Io stesso ho avuto modo di parlare con un game designer americano che mi ha consigliato come approcciarmi alla scrittura di avventure narrative, e anche con un producer olandese che mi ha spiegato i benefici che aveva trovato nel passare allo sviluppo su mobile. In Italia solo una persona mi ha dedicato il suo tempo nello stesso modo, conscio che sessioni di mentoring di questo tipo farebbero un gran bene anche nel nostro territorio (se mi leggi Alessandro, grazie). Il perché qui da noi non si faccia andrebbe chiesto a chi lavora nell’industria dei videogiochi oggi.
Game Changer
Tornando ad Amir e alla sua virtuosa idea, oggi vediamo un sito ben curato con collegamenti per scaricare guide e altri materiali, ma tutto è partito con una manciata di fogli excel, che son quelli a cui mi sono approcciato anche io: nomi delle persone che offrono il loro tempo volontario e gratuito, con i tipi di sessioni disponibili (screening CV, mentoring, ecc.) e contatti mail/Linkedin per raggiungerli. Una volta fatto si concorda un giorno e un orario, fusi permettendo, ed ecco che stai parlando a quattr’occhi con un professionista dall’altro lato del mondo per avere dei preziosi consigli.

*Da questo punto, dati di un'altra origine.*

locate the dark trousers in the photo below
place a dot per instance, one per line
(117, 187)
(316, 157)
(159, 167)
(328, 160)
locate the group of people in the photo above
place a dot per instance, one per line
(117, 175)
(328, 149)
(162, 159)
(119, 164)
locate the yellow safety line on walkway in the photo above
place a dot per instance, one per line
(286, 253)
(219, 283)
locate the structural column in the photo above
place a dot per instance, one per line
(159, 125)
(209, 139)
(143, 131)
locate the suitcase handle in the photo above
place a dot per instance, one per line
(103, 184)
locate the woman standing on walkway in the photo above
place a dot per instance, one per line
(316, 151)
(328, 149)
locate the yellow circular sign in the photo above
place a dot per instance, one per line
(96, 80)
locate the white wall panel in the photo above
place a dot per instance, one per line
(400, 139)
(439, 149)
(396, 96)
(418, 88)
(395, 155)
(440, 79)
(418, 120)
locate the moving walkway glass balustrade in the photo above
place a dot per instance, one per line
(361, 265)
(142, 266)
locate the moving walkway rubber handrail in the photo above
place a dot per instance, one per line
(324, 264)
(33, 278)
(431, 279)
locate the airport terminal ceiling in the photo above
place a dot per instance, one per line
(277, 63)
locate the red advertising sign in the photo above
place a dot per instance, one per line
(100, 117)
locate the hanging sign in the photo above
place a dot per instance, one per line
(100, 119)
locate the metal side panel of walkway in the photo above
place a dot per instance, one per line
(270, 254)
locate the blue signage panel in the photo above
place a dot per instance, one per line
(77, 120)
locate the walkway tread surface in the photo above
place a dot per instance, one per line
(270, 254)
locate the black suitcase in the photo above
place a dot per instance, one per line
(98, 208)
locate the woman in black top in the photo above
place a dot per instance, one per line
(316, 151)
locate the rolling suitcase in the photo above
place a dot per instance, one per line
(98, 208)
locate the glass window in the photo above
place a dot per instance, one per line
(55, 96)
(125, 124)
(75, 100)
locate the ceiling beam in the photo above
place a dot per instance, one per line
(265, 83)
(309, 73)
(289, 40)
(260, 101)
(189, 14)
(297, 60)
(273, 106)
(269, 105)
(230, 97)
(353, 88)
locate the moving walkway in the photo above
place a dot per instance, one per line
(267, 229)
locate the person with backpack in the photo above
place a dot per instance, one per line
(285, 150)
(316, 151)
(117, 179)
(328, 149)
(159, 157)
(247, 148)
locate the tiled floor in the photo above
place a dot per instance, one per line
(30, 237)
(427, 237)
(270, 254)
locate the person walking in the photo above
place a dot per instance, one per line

Oggi la community di Amir vanta oltre 100.000 persone, e sono certo che più di qualcuno è stato aiutato dalla sua idea. Il fatto che tutto sia gratuito e accessibile non è da sottovalutare, perché c’è un sottobosco di personaggi su Linkedin che rimandano costantemente ad annunci lavorativi o a programmi d’affiliazione, ma spesso ci sono iscrizioni da fare, abbonamenti da pagare o altre concessioni da dare. A quanto pare c’è spazio per lucrare anche nella disoccupazione.
Sono rimasto stupito quando Geoff Keighley ha chiamata Amir Satvat sul palco per premiarlo dei suoi sforzi, perché una volta tanto è venuto meno lo show a tutti i costi per riconoscere un progetto effettivamente valido. Probabilmente qui da noi in pochi avranno capito l’importanza di questo momento, che sarà parso come un’interruzione tra le varie World Premiere, ma per una volta c’è stato qualcosa di significativo in uno show di Keighley.
Un momento da ricordare, o almeno da capire, e per farlo bisogna uscire dalla bolla del proprio egocentrismo, che nei videogiochi sembra moltiplicarsi senza freno in ogni settore che coinvolge. Perché le bolle, alla fine della storia, fanno solo una cosa. Scoppiano.